Researchers from the World Innovation Summit for Health (WISH), an initiative of Qatar Foundation, and Hamad Medical Corporation (HMC) have developed a molecular diagnostic technique that enables cancer testing at the genetic level for the first time. The Molecular Diagnostic Kit (MDx), which has been completely funded and developed in Qatar, is a novel technology that provides personalised diagnosis of blood cancer. The newly-developed kit can determine the severity of the cancer and monitor a patient as they undergo treatment.
Blood cancer is currently the most prevalent type of cancer in the region. The MDx prototype has been entirely developed in Qatar by Dr Nader Al Dewik, Qatar Medical Genetic Center at HMC, in collaboration with Dr Walid Qoronfleh, Director of Research and Policy, WISH, as part of the Applied Biomedicine Initiative, funded by Qatar Science & Technology Park’s Accelerator Program. The goal of the Applied Biomedicine Initiative is to leverage data collected by the Qatar Genome Programme in the future, to develop further diagnostic kits applicable to hereditary and metabolic disorders.

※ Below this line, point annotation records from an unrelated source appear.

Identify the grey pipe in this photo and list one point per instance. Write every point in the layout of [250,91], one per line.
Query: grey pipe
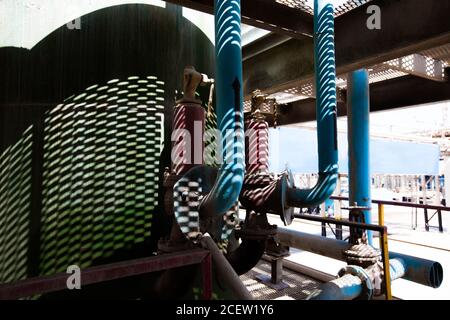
[350,287]
[422,271]
[225,270]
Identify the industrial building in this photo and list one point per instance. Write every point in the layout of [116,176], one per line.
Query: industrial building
[225,150]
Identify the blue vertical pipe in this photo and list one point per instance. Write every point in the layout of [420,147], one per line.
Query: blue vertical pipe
[229,108]
[358,142]
[325,79]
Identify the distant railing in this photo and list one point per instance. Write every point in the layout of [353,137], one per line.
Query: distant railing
[382,203]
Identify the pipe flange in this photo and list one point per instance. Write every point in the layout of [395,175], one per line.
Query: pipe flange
[368,290]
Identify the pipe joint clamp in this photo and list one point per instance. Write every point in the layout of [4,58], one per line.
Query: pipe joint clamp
[366,282]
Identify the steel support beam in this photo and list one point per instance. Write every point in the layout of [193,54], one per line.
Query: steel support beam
[264,14]
[403,92]
[408,26]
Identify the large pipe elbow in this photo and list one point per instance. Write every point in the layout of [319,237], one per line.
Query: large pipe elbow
[229,109]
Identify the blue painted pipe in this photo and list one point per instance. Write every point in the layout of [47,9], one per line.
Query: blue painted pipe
[325,79]
[359,142]
[229,108]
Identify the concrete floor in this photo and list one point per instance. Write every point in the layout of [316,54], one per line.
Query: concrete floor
[402,238]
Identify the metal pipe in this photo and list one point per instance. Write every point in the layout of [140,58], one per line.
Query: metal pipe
[325,79]
[225,271]
[229,109]
[359,143]
[426,272]
[351,287]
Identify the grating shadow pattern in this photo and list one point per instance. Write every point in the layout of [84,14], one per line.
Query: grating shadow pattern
[100,175]
[299,286]
[15,207]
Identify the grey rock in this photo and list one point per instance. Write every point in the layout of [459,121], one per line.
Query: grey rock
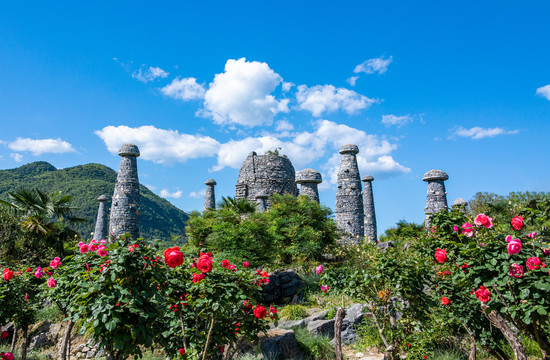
[280,344]
[126,199]
[101,230]
[209,195]
[368,205]
[309,179]
[321,327]
[436,195]
[265,173]
[348,210]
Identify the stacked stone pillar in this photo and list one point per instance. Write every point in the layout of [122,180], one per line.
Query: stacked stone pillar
[368,205]
[308,180]
[209,195]
[436,195]
[101,230]
[348,211]
[126,201]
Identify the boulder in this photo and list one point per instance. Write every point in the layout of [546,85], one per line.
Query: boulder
[280,344]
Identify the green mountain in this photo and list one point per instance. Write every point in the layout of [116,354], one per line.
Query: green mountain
[159,218]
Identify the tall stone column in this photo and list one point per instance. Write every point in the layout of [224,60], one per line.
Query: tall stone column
[436,196]
[308,180]
[368,204]
[209,195]
[348,211]
[101,230]
[125,202]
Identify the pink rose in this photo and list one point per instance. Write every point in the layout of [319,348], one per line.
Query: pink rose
[319,269]
[516,270]
[534,263]
[484,220]
[514,246]
[440,255]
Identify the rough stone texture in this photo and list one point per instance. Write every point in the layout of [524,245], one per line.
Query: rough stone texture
[268,173]
[321,327]
[282,284]
[280,344]
[209,195]
[368,205]
[125,202]
[308,180]
[436,196]
[348,211]
[101,230]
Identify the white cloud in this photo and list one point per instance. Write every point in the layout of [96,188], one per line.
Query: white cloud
[477,132]
[544,92]
[352,80]
[41,146]
[242,94]
[16,157]
[158,145]
[284,125]
[197,194]
[167,194]
[399,121]
[184,89]
[151,73]
[327,98]
[379,65]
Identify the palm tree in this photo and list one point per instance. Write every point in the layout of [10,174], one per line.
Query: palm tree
[47,216]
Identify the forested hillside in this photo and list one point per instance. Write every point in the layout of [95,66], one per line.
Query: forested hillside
[159,218]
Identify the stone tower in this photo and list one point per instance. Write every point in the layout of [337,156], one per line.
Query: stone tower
[368,204]
[125,202]
[348,211]
[308,180]
[268,173]
[436,196]
[101,230]
[209,195]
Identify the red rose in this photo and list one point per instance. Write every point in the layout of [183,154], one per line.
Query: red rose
[483,294]
[441,255]
[517,222]
[173,257]
[260,312]
[204,263]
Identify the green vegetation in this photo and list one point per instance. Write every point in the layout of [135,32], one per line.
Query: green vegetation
[85,183]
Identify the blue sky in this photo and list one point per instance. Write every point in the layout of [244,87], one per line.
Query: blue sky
[462,87]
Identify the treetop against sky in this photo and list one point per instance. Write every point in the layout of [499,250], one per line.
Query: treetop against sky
[463,87]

These types of initiatives have ramifications for Qatar’s healthcare management at a policy level.
This prototype was designed specifically for the population of Qatar and the region, as it takes into account the unique genetic makeup of people from the region. The MDx Kits will further facilitate progression towards precision medicine that offers tailored therapeutic treatment to patients.
Both Qatar-based researchers have recently published an article titled ‘Genomics Medicine Innovations: Trends Shaping the Future of Healthcare and Beyond’, highlighting the development of the innovative bespoke kit, in the International Journal of Advanced Research.
Dr Qoronfleh has also developed, in collaboration with MS Bioworks LLC (USA), and NextGen Sciences, Inc. (USA), the concept of a novel mass spectrometry workflow that measures multiple proteins simultaneously, thereby making the process cost- and time-effective. The workflow permits protein biomarker discovery and confirmation and may be used in critical decision-making processes such as patient and drug dose selection. The multiplex panel can process up to a 100 proteins simultaneously and has positive implications for scientists and medical practitioners looking to use bodily fluids to diagnose not only cancer but diseases affecting the central nervous system, particularly Alzheimer’s disease, Parkinson’s disease, and multiple sclerosis.